Even before the preparation of the EAF for this project, the Board recognized the environmental impacts which may result from the dismantling of the wastewater treatment plant. Through the Village Superintendent of the Department of Public Works, communications were established with the Department of Environmental Conservation which, by letter dated November 1, 1999, specifically addressed concerns raised regarding solid waste removal in connection with the demolition of the plant. Notably, the generation of such solid waste was addressed and discussed in the EAF. Further indicated therein was a preliminary analysis by the Board that construction of the proposed fire station on such site would have a “small to moderate” impact on the surrounding land. Still prior to the adoption of the negative declaration, respondents conducted a public hearing specifically noticed to address both the location of the fire station and the environmental significance of its construction.
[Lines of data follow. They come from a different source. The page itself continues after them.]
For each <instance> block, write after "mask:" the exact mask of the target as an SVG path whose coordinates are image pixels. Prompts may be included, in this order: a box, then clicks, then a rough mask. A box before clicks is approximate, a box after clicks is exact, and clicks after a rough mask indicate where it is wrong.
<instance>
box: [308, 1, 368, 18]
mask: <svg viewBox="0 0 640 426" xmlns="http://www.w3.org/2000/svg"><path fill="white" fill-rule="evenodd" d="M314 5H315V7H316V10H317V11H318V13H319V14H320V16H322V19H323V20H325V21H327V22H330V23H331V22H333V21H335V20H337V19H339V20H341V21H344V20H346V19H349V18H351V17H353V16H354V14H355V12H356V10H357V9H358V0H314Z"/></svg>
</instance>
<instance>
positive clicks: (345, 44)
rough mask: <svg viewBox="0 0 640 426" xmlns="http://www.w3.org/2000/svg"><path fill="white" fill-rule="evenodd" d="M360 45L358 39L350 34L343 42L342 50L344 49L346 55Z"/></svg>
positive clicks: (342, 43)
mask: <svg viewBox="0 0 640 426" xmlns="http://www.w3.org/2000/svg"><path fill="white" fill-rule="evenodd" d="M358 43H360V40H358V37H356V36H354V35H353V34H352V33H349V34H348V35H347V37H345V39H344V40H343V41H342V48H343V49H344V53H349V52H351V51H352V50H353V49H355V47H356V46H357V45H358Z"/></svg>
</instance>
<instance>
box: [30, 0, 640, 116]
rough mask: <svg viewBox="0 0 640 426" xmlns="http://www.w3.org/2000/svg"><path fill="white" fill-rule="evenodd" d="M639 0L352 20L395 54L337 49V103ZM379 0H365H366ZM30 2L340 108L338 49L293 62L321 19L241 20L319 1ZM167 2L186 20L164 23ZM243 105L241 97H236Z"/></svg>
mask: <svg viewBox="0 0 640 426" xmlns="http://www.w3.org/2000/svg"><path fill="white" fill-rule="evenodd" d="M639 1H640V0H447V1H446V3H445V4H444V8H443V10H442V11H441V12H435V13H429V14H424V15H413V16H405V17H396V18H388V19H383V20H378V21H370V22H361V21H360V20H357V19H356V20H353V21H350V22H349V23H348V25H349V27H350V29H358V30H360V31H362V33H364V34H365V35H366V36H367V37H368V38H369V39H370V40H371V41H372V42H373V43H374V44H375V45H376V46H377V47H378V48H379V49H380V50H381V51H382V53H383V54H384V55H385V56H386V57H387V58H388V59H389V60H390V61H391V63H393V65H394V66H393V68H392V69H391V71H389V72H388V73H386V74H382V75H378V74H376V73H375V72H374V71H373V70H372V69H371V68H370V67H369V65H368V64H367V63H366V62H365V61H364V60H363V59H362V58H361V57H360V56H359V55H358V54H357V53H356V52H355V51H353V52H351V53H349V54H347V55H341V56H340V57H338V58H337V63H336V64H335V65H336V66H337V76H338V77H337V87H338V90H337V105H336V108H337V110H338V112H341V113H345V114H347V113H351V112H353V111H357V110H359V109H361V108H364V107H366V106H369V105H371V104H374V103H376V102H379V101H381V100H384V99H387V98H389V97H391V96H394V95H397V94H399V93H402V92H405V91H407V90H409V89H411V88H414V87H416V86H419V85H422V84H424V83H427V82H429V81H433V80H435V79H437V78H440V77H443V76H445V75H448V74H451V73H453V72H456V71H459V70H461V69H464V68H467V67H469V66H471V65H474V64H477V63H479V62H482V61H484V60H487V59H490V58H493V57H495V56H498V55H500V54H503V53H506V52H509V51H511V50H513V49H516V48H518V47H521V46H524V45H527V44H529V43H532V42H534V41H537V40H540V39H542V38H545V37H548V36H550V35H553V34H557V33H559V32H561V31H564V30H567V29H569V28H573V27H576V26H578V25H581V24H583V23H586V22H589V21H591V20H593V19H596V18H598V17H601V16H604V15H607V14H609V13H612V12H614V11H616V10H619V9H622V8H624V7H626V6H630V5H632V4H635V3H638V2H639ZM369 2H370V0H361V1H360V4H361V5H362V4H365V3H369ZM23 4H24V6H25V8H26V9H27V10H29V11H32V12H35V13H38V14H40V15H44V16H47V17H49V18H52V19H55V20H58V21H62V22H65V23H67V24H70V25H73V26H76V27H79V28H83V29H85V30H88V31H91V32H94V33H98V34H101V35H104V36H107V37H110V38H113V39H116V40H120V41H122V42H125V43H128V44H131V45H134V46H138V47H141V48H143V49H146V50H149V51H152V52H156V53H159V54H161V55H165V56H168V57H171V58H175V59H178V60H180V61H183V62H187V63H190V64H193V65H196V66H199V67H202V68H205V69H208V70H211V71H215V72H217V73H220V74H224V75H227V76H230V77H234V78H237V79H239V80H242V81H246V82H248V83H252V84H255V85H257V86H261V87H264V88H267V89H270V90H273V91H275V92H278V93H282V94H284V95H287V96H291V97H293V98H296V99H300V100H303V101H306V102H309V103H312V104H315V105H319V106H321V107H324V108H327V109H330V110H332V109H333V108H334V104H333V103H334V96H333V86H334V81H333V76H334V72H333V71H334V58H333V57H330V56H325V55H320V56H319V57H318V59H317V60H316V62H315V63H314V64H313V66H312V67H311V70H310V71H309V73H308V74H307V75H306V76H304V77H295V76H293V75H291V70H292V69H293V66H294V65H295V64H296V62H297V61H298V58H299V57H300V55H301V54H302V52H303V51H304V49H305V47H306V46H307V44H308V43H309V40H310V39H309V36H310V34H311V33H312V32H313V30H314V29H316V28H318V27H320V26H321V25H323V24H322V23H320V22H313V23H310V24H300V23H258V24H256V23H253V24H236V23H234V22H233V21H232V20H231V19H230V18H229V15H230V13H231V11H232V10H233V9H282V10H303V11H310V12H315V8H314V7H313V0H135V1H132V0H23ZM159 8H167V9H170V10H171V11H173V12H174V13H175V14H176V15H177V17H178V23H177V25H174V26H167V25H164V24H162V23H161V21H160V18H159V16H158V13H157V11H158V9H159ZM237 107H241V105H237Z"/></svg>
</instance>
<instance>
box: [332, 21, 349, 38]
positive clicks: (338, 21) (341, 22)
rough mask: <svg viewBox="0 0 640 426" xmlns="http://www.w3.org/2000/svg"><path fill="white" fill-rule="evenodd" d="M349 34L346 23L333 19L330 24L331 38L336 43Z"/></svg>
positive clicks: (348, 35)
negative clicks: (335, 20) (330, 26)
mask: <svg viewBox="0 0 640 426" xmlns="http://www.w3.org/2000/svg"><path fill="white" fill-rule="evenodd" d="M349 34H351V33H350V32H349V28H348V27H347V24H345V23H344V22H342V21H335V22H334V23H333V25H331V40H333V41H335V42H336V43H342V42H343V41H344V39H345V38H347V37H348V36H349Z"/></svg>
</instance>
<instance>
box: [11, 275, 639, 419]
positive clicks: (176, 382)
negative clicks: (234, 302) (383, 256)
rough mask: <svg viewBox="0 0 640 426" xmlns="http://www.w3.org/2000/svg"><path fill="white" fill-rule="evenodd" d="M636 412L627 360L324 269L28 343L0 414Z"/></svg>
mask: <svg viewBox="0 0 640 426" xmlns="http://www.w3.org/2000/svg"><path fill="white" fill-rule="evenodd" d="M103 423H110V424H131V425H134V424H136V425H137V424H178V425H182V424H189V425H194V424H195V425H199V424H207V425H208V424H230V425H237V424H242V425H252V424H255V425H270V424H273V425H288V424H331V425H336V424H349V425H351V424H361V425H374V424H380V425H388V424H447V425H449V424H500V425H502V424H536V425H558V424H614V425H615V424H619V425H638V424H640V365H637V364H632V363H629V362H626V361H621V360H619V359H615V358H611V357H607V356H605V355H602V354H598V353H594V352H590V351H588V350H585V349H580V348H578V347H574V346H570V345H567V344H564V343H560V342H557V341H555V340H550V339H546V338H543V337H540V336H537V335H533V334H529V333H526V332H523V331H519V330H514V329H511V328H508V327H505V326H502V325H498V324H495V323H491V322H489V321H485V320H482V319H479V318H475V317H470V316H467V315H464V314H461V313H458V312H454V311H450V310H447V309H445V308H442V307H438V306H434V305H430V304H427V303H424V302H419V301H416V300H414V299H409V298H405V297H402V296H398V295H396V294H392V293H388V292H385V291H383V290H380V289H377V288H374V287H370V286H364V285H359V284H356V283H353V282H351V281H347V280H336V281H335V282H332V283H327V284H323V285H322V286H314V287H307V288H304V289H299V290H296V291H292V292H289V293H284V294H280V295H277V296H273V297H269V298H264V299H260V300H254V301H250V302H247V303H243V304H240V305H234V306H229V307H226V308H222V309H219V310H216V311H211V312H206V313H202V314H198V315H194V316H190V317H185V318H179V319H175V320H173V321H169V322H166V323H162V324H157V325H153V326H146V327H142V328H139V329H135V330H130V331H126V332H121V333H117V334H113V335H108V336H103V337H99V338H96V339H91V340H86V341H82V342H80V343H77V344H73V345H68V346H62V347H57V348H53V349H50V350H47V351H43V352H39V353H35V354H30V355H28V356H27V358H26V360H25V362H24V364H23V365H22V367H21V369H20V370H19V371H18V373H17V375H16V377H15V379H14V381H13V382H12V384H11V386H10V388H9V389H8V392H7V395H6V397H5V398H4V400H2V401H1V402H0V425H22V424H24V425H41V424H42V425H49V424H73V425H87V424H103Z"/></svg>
In our view, the Board properly weighed the comments made at the public hearing along with its research to formulate the conclusion that no substantially adverse environmental impacts were associated with the construction of the proposed fire station. As reflected in the resolution authorizing the issuance of the negative declaration, the Board considered whether there would be any substantial change in existing air quality, ground or surface water quality or quantity, or whether there would be a substantial increase in solid waste production which could effect erosion, flooding, leaching or drainage. The Board also noted that the site formerly housed the Village's wastewater treatment plant, yet such plant had been inactive since 1995; “[a]ny remaining sludge retained at the site was removed by January 2000, and the two digesters located on the site are to be removed”. Its next relevant inquiry concerned the removal or destruction of vegetation or fauna or whether there would be a “substantial interference with the movement of any resident or migratory fish or wildlife species” or impact, in any manner, on a significant habitat area. Again respondents acknowledged that the proposed site was previously developed to serve as the wastewater treatment facility and that all plant structures would have to first be removed prior to the construction of the fire station; again no impact was noted.
These facts belie any contention that the Board segmented the two phases of this project when it identified relevant areas of environmental concern. The Board took the requisite “hard look” at all relevant issues and ultimately articulated a reasoned determination to support its decision to issue a negative declaration (see, Matter of Save the Pine Bush v. City of Albany, 70 N.Y.2d 193, 518 N.Y.S.2d 943, 512 N.E.2d 526, supra; Matter of Village of Westbury v. Department of Transp. of State, 75 N.Y.2d 62, 550 N.Y.S.2d 604, 549 N.E.2d 1175, supra; cf., Matter of Long Is. Pine Barrens Socy. v. Planning Bd. of Town of Brookhaven, 80 N.Y.2d 500, 591 N.Y.S.2d 982, 606 N.E.2d 1373, supra; Matter of Stewart Park & Reserve Coalition v. New York State Dept. of Transp., 157 A.D.2d 1, 555 N.Y.S.2d 481, supra ).
ORDERED that the judgment is affirmed, without costs.
MERCURE, J.P., SPAIN, CARPINELLO and LAHTINEN, JJ., concur.